蹴鞠
蹴鞠は中国から日本に伝わったといわれる、鞠を使った球戯だよ
蹴鞠は勝ち負けを決めるのではなく、みんなで上手に鞠を蹴り合って楽しむ遊びなんだ。8人で輪になって鞠をけり上げながら、「アリ」「ヤア」「オウ」と声をかけて鞠をやりとりするんだ。この声は、昔の人が大切にしていた鞠の精霊の名前がもとになっているんだって。
蹴鞠をする人は「鞠足」と呼ばれて、着る服の色や模様は、身分によって決まっていたよ。蹴鞠をする場所は「鞠庭」と呼ばれ、四角い庭のすみに松・桜・柳・かえでが植えられているのが特徴だよ。
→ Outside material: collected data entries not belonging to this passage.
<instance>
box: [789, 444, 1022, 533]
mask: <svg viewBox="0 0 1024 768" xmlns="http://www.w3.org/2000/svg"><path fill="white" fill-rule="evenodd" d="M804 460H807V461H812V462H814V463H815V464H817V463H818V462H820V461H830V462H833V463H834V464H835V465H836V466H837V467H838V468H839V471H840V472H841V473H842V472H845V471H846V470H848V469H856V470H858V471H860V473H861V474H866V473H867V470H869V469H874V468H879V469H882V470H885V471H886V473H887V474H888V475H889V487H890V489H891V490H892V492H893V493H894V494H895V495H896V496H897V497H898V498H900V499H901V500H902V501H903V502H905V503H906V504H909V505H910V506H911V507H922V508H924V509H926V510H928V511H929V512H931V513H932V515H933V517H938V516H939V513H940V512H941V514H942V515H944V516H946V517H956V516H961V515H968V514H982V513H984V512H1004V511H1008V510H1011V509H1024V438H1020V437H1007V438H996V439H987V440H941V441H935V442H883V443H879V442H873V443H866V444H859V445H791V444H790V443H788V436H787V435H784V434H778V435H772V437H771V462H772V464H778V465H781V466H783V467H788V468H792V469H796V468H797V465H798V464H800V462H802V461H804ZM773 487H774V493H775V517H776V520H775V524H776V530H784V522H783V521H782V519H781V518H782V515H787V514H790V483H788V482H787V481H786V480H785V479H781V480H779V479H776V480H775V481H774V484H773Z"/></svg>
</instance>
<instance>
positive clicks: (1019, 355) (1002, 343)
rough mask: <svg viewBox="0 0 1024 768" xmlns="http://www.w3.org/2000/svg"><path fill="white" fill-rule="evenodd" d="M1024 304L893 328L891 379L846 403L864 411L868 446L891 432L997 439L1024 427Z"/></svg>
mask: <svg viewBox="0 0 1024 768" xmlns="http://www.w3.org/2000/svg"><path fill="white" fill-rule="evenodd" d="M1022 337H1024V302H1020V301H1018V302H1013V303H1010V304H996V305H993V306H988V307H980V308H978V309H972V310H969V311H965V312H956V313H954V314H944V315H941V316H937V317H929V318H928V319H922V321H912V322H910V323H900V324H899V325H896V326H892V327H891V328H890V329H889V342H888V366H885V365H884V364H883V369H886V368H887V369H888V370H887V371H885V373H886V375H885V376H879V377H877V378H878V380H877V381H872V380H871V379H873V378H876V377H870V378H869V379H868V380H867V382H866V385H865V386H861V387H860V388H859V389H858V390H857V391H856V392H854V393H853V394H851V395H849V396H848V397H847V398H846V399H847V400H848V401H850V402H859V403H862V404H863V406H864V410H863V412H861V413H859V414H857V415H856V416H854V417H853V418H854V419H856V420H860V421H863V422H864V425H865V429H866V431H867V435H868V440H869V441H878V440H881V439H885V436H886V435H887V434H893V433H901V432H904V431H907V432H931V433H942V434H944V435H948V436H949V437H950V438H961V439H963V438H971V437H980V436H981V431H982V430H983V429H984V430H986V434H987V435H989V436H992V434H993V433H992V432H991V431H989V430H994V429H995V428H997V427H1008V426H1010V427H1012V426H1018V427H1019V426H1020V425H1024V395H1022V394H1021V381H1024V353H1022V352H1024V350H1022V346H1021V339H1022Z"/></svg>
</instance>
蹴鞠を始める前にも、「決められた場所から入る」「鞠の調子を確認する」「特別な作法で準備する」など、大切なルールがあるんだ。蹴るときは、上半身は動かさず、右・左・右と足をゆっくり動かしながら、きれいに右足で鞠を蹴り上げることが大切なんだよ。
蹴鞠は平安時代から武士や町の人たちにも人気になり、いろいろな本やお芝居でも登場したんだ。いったんは行われなくなったけれど、明治時代に「蹴鞠保存会」ができて、今も大切に続けられているよ。
京都御所では、春と秋に特別な公開で蹴鞠が披露されているんだ。
蹴鞠をするときは、鹿のかわで作られた、直径約20センチ、おもさ120グラムぐらいの鞠を使うよ。